Office hours are Monday through Friday from 8:30 am to 5:00 pm. After hours please leave a message on voice mail.
What happens if I am out of range?
This issue will be discussed with the court.
What happens if my phone service is disconnected?
If services are not re-connected, alternative sites (home plan) will be explored.
What is Electronic Monitoring?
Electronic monitoring is a system used to increase effectiveness in supervising defendants who are required to abide by curfew or remain in their homes as a condition of pretrial release.
The Home Monitoring Unit is part of an electronic monitoring system designed to increase the effectiveness of supervising clients who are required to abide by curfew restrictions or stay at home as part of pretrial release. The home monitoring unit monitors a client to determine whether he/she is at home.
What is required for Electronic Monitoring in a home?
The EM specialist must verify that a private telephone line exists within the home and there are no party lines.
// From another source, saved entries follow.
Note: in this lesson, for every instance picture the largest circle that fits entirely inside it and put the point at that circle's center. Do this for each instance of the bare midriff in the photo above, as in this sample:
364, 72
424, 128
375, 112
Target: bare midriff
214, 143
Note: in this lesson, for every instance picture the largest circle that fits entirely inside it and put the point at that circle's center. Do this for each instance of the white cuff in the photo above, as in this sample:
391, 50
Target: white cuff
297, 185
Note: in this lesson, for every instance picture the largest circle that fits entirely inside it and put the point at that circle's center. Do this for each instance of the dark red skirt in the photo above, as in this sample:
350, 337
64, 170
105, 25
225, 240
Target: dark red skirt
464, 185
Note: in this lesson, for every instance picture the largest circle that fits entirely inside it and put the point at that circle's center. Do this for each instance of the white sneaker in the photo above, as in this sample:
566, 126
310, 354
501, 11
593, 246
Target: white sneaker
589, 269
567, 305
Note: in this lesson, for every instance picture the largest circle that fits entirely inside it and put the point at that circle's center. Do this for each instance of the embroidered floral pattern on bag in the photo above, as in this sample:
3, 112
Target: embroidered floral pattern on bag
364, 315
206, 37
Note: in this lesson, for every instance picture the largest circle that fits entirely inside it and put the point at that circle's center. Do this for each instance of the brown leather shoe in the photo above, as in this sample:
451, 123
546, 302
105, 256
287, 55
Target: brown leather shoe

If the telephone has call forwarding, call waiting, or caller ID., they must be removed prior to installation of the home monitoring unit. Cordless telephones should be a desk type model and not a wall mount. The wall mount telephone may not be functional after the unit is installed. Verification of the types of telephone services may be done through the security office of Southwestern Bell Telephone. The in-home part of the monitoring system consists of the monitoring unit, telephone cables, power pack and an ankle transmitter. The ankle transmitter attached to the client sends a continuous coded signal that identifies the individual participant and contains a security circuitry that is able to detect tampers or removal, and sends a special signal to the monitoring center when either occurs. The home monitoring unit is connected to the participant’s telephone line (in-house). This unit is designed to receive the signal emitted by the corresponding ankle transmitter within a pre-set range (50' - 75'). The home monitoring unit determines when the participant enters or leaves the residence by recording the time when the ankle transmitter comes into or goes out of range. Electronic monitoring is also appropriate for use with defendants who have violated the terms of previously imposed release conditions. Community and familial stability are important given the potential for long term enforced togetherness. Persons residing with the participant must be willing to make sacrifices demanded by the electronic monitoring program.
Participants must have a residence and a telephone.